Another set of organizations assist and encourage those copyright holders who are willing to give away some of their rights for free. The most famous of these are Creative Commons and the Free Software Foundation , but others are emerging.

Back to the case study

Nadia (the librarian) should help Angela (the professor) organize the set of materials she has gathered by asking a series of questions:

  • Are any of the materials in the public domain?
  • Are any of the remaining materials licensed under a Creative Commons license or a similar set of terms that allow their use?
  • Are any of the remaining materials freed for use by any of the statutory exceptions contained in their nation's copyright statute?
  • Does the library already own a license to use the materials in the way Angela proposes?

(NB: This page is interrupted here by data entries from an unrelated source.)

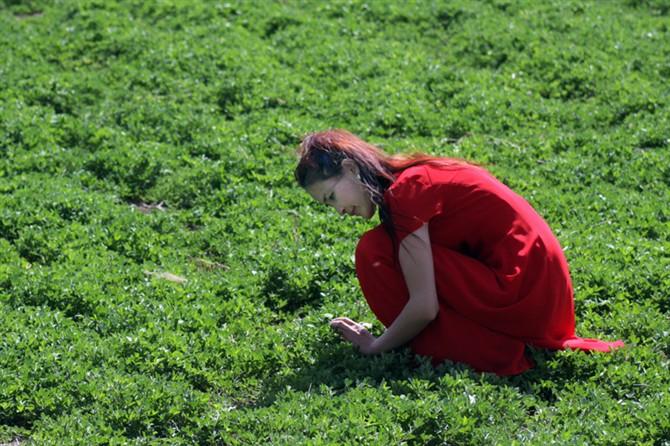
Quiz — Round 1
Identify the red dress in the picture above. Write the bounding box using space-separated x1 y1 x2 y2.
356 165 623 375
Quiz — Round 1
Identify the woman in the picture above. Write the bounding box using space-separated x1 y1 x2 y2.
295 130 623 375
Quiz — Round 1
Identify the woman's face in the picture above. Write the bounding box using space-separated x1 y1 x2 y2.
305 160 376 220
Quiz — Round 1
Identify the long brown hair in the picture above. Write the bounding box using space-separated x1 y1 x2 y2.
295 129 467 243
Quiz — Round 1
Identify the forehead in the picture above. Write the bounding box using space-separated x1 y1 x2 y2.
305 177 338 202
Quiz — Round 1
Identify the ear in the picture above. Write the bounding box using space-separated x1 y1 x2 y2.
342 158 360 177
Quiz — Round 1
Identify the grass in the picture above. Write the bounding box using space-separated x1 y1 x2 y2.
0 0 670 445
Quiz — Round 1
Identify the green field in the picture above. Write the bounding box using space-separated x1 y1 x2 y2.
0 0 670 446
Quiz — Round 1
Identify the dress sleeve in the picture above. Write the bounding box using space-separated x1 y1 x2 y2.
384 166 443 242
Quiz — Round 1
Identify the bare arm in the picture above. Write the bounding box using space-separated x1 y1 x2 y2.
331 224 439 354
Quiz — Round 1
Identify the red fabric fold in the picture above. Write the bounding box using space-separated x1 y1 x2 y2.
563 336 624 353
356 166 623 375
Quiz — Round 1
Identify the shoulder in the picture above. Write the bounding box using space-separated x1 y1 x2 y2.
389 163 492 192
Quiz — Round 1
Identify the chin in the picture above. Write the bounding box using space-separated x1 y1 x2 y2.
363 206 377 220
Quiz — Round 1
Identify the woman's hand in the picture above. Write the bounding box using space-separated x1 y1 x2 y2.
330 317 380 355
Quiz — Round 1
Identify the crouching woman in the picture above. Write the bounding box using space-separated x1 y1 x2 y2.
295 130 623 375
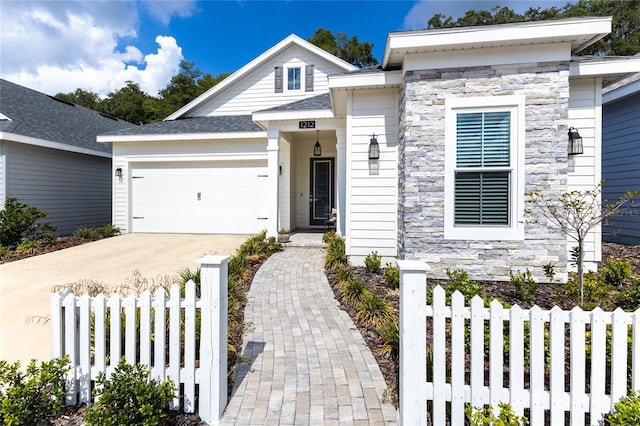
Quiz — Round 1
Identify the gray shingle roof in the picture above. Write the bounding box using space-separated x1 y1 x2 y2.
0 79 137 153
109 115 264 136
260 93 331 112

If the materials are in the public domain, are licensed freely under a Creative Commons license, are covered by a statutory exemption, or are included in existing licenses, they may be used. If not, Angela will need to obtain permission from the copyright holder or a collective rights organization.

Additional resources

A comprehensive discussion of the aspects of copyright law that affect librarians -- and, in particular, librarians in developing countries -- may be found in the eIFL Handbook on Copyright and Related Issues for Libraries .

Carol C. Henderson, “ Libraries as Creatures of Copyright: Why Librarians Care about Intellectual Property Law and Policy ,” 1998. The former Executive Director of the Washington Office American Library Association discusses the roles played by librarians in maintaining copyright balance.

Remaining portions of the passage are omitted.